I understand that the preprocessing steps or transformations are store in the DataBlock and referenced in the learner so that it can be easily applied during online serving to raw data.
For training, taking the example of item_tfms=Resize(128), are the raw images resized again for each epoch? or is it only done once before training and the resized images are used across epochs thus saving on processing time(at the cost of memory/space/persistent cache)?
If the transformations/feature engineering is run again for every epoch, is there a way of introducing a cache(or caching function) that allows us to reuse derived features across epochs?
Hey, looking at the source code, there seems to be no caching.
DataBlock only saves the transforms. These are then applied in Datasets:
class Datasets(FilteredBase):
...
def __getitem__(self, it):
res = tuple([tl[it] for tl in self.tls])
return res if is_indexer(it) else list(zip(*res))

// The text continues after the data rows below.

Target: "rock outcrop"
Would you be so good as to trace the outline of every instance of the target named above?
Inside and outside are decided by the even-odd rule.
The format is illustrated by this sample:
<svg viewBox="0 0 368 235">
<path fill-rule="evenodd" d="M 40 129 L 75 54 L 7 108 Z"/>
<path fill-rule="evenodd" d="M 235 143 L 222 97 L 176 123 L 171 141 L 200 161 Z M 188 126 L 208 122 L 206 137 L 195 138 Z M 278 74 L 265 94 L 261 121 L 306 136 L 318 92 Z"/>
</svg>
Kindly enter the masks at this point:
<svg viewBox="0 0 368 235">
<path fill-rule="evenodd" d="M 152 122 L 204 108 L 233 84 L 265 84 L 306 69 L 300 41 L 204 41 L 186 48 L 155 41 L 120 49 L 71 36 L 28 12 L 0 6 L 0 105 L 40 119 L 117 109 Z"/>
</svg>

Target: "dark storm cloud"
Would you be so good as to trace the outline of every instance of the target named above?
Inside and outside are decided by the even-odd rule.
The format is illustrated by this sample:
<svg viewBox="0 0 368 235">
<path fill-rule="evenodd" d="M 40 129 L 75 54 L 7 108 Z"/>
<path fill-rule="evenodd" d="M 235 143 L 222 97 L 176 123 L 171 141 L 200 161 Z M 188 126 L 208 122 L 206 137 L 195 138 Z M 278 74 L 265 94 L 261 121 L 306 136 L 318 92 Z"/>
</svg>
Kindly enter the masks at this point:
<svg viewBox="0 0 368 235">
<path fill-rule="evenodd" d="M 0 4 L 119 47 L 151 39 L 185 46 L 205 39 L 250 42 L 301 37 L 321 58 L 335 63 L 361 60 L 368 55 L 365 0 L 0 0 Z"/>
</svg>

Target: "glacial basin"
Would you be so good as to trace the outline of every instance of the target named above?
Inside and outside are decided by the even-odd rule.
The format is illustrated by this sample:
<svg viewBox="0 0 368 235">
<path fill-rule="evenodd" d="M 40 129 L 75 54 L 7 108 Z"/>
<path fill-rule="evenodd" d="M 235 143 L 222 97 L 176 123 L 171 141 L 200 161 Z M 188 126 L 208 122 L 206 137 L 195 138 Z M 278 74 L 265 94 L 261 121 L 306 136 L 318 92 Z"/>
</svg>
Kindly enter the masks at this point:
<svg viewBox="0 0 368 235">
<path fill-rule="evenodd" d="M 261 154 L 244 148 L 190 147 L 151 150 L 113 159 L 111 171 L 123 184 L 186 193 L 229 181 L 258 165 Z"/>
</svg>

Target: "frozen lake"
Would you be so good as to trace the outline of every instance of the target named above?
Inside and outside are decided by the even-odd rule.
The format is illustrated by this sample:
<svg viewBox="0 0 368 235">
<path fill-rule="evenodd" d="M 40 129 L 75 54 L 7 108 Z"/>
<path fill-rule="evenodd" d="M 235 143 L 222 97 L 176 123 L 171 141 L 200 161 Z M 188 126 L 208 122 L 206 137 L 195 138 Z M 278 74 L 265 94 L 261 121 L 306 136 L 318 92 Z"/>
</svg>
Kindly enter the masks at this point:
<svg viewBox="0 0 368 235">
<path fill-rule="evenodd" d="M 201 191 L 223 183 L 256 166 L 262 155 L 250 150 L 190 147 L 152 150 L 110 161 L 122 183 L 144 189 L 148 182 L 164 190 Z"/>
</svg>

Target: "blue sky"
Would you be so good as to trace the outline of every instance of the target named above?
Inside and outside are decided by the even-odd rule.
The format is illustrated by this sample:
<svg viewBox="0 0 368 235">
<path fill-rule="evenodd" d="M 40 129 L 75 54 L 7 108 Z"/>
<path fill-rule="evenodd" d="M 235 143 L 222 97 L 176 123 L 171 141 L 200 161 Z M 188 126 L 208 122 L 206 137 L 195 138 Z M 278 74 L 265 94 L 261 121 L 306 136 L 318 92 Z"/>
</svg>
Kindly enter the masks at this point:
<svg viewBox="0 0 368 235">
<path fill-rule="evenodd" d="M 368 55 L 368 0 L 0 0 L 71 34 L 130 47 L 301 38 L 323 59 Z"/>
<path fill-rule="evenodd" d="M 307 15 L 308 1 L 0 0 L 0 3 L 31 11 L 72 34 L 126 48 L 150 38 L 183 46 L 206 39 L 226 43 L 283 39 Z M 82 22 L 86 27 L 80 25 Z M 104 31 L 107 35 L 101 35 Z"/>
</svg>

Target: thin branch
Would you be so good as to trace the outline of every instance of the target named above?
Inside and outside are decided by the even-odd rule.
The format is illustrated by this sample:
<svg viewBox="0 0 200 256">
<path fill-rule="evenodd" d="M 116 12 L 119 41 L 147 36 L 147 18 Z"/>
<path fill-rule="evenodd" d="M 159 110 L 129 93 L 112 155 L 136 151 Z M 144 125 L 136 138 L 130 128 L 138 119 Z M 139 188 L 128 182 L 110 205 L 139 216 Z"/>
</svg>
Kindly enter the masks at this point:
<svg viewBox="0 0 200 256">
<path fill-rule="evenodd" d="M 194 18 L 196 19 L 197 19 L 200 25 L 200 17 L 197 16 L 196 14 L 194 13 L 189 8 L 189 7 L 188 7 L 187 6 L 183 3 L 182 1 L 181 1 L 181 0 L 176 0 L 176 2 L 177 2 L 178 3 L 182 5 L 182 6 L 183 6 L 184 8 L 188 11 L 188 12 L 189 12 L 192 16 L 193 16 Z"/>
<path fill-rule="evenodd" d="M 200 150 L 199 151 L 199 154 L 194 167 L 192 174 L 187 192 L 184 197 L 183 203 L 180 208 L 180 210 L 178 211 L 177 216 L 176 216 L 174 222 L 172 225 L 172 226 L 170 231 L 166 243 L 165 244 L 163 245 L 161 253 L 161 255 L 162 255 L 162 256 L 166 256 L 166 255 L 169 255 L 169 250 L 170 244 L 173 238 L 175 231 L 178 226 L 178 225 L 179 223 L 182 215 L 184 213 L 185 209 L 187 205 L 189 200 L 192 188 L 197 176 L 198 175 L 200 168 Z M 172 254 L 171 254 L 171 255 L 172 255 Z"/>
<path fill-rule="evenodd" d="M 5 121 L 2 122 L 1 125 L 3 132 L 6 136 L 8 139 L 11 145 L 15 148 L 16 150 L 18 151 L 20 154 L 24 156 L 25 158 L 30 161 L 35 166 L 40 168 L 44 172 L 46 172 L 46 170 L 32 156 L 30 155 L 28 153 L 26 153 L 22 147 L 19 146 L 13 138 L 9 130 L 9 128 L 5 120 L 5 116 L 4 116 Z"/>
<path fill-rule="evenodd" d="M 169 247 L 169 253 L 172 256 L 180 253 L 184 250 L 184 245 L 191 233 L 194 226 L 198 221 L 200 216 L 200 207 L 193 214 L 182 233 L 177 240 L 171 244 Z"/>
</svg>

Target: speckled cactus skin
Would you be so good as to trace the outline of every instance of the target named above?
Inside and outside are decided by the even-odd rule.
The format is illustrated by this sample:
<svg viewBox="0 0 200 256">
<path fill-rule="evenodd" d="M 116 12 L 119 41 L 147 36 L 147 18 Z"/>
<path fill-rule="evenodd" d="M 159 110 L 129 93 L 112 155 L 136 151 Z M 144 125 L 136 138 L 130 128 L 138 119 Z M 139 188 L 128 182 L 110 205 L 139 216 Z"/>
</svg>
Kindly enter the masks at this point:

To get caching, you would have to create a custom transform that does that caching itself.
@delegates()
class CachedResize(Resize):
cache = {}
def encodes(self, x:Image.Image|TensorBBox|TensorPoint):
# hash input to get lookup key
lookup_key = hash(x.tobytes() if isinstance(x, Image.Image) else x.numpy().tobytes())
if lookup_key in self.cache:
# return cached value if exists
return self.cache[lookup_key]
else:
# otherwise apply transform, cache result and return it
result = super().encodes(x)
self.cache[lookup_key] = result
return result
Note, it’s not always better to cache results. Especially when using GPUs, you have a lot of compute and limited memory.